Deployment Link: https://hotel–rating-prediction.herokuapp.com/
Demo :
Code and Resources Used
Python Version: 3.7
Packages: pandas, numpy, sklearn, matplotlib, seaborn, nltk, spacy, gensim, wordcloud, flask, pickle
For Web Framework Requirements: pip install -r requirements.txt
Business Problem/Obejctive:
A sample dataset which consists of 20,000 reviews and ratings for different hotels and goal is to examine how travellers are communicating their positive and negative experiences in online platforms for staying in a specific hotel and major objective is what are the attributes that travellers are considering while selecting a hotel. With this manager can understand which elements of their hotel influence more in forming a positive review or improves hotel brand image.
Project Architecture / Flow
Dataset Details:
- Dataset was provided by creating in-house competition group in Kaggle.
- Dataset was pre-splitted into Train and Test data.
Exploratory Data Analysis (EDA):
This is the most crucial part of any Data Science project. I adopted following EDA steps for this NLP project:
1. Text pre-processing:
Following text pre-processing steps were included:
- Converted to lower case, removed stop words by creating some new custom stop words.
- Removed punctuations, tags, special characters and digits, Lemmatization – reduced words to their root words.
- Combined the rating level : Instead of using 5 level rating used 3 level because prediction for 5 level was very poor.
2. N-gram Analysis:
- Created Uni-gram, Bi-gram and tri-gram to find out pair of words used in different rating levels.
3. Word Clouds
- Created an overall word cloud. Also created positive word cloud and negative word cloud to find out positive and negative words respectively.
4. Sentimental Analysis:
- Done sentiment analysis using VADER. Found out most positive reviews and most negative reviews based on obtained compound scores.

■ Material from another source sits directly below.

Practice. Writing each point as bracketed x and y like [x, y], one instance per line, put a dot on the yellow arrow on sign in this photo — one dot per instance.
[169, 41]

5. Named Entity Recognition (NER):
- Implemented NER or Entity extraction. It is a popular technique used in information extraction to identify and segment the named entities and classify or categorize them under various predefined classes
6. Topic Modeling:
- Used classical approach of LDA model to create 4 topics that can be clearly distinguished and named.
Model Building:
- Used different input features like Bag of words, Term Frequency(TF), Term Frequency - Inverse Document Frequency(TF-IDF).
- Used various model with changed attributes and parameters like Multinomial logistic regression, SVM, KNN, Naive Bayes, Neural Network, Decision Tree, Random Forest.
- Handled imbalanced dataset using SMOTE but results were poor, 3 level rating gave more satisfied results than 5 level of ratings.
Model Evaluation
-
All the models were evaluated based on F1 score on validation dataset.
-
Multinomial Logistic Regression outperformed the other approaches on the validation dataset.
-
Test dataset was similarily processed and done predictions which were submitted in Kaggle.
Challenges Faced:
-
Though the initial rating level was 5, it gave poor results especially for ratings 2,3,4. Hence combined the ratings to 3 levels. This performed better.
-
Ran innumerable models by changing various attributes and parameters, Advanced models were more subjective and hence gave low result scores, But the basic multinomial logistic gave better results, hence it was chosen.
-
Many words like ‘aaa’, ‘abc’ appeared with moderate frequency.Hence they were checked with original reviews. But were found genuine like former was aaa- rating and latter was abc-store. Other words which were meaningless were removed.
-
The dataset had about 14000 reviews, which is small considering that we have to do text classification. Also the data is imbalanced.